The facility was closed after campaigners who were unhappy about its use found evidence that the access road to the car park at Quarry Park, at St Mary's Road in Dunsville, was a bridleway – and therefore should not have been being used by cars.
Now Doncaster Council is looking at buying the bridleway and upgrading it into a road, allowing the car park to be used again.
But protestors, who have asked for the council to create a car park on another site instead, warn that the plan could take years because of objections.
Andy Rutherford, head of street scene and highways operations at Doncaster Council, said: “Quarry Park is a wonderful facility for the community to use and enjoy. However, visitors to the park are currently unable to use the car park, which has been there for over 20 years, as there is no vehicular access from the bridleway.
“The council plans to purchase the bridleway and turn that area of land into a road which will allow vehicles to access the car park.
“Other options have been carefully considered, such as looking at the existing footpath for access. However that would entail building a new road and car park from scratch and would also affect the privacy of many residents living behind the footpath.
“Formal consultations will take place and I have already spoken to many members of the community who are supportive of the council’s plans to bring this car park back into use so the park can be enjoyed by more people.”

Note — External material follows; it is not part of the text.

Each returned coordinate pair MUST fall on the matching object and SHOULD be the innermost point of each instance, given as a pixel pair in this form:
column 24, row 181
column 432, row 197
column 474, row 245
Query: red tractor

But resident Mick Hand said cars were being caught on the bridleway by council CCTV cameras, and police were sending letters to the vehicle owners, warning if they persisted they would be prosecuted.
He has been fighting the car park with support from Hatfield Town Councillor Mick Glynn.
Mr Hand said the council’s plans would bring the nuisance and vandalism back into the car park and warned with objections the plan could take up to two years as it has to go in front of Government town planning inspectors.
He said: “We have asked them to look at an alternate entrance to the park on land which they own less than 200 yards from the bridleway which is a cheap alternative, has better access, is already gated and fenced, can be up and running in a couple of months and has a tarmac path for the disabled, walkers and cyclists.
“The Highways Department has refused. Instead they are intent on spending the public purse, on a bridleway and after two years they still may not get permission.”